4 Ways to Improve the No Surprises Act
By Jarrod Fowler, MHA
FMA Director of Health Care Policy and Innovation
As reported in last week’s FMA News , a federal district judge granted physicians relief in a lawsuit challenging the arbitration system under the No Surprises Act (NSA). There is hope that this preliminary victory will pave the way for more physician-friendly rulings as various lawsuits against the legislation work their way through the courts.
However, instead of the court system being a backstop to address various aspects of the law and its implementation, Congress could enact some relatively small changes that would go a long way toward making the NSA a more level playing field. Ideally, the entire law would be rewritten to conform with the principles laid out by the FMA and other medical societies concerning out of-network care. That said, a total “repeal and replace” of the NSA seems unlikely. This article will focus on a few straightforward ways the NSA could be enhanced for the benefit of patients and physicians.
1. Reclarify that the intent of the law is to create a balanced arbitration system.
As the courts have determined thus far, the rules implementing the NSA do not comport with the intent of the legislation. Inexplicably, federal policymakers are demanding that the median in-network rate serve as the “presumptively reasonable” criterion for deciding how much money out-of-network providers should receive, even though the law enumerates several additional criteria for arbiters to consider. Lawmakers could immediately and definitively clarify that all criteria enumerated in the legislation – such as a case’s complexity, the market power of the parties involved in arbitration, and the contracting history, among others – be considered equally.
This would end much of the ongoing, costly litigation surrounding the NSA. It also would allow the NSA to operate the way it was plainly written and intended by key proponents of the law’s passage.
2. Add explicit network adequacy standards, such as those tied to Medicare Advantage plans.
Conducting a study on this matter would be insufficient and unnecessary. Congress members know that network adequacy is crucial. Otherwise, such requirements would not exist under the Medicare Advantage program and elsewhere in the bodies of state and federal law that apply to our healthcare system.
It is true from a cost standpoint that requiring insurance companies to abide by adequate networks standards would likely cause insurers to pay out more money. This, in turn, would lower the “savings” achievable under the bill, which are built on the backs of physicians, other practitioners, and facilities across the healthcare system.
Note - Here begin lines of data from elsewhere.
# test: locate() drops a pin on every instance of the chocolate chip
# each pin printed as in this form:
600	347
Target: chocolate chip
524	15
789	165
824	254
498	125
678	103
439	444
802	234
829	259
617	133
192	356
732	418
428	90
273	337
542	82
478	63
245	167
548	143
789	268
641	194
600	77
However, this is an unsound excuse for denying such a requirement under the law. Insurance plans are useless without adequate networks, and any requirement to have adequate networks must rest with the insurers’ themselves, ideally with regular compliance audits. With network adequacy requirements in place, physicians would not have to worry as much about overly narrow networks that lack critical primary or subspecialist care.
3. Properly define the ‘median in-network rate’ under the NSA.
The rules surrounding the NSA’s implementation currently require the median in-network rate to be calculated at the level of the group or legal entity that is contracted with the plan. But since some groups are significantly larger than others and larger groups typically receive greater pay under their contracts, this definition skews the median in-network rate towards a lower fee. A proper implementation of the law would require that the median in-network be calculated at the individual NPI/TIN number of each provider and weighted based on its individual utilization of various billing codes. Opposition to this change mainly boils down to some policymakers’ preference to lower costs by artificially deflating the median in-network value, so-defined as the Qualifying Payment Amount (QPA) under the NSA.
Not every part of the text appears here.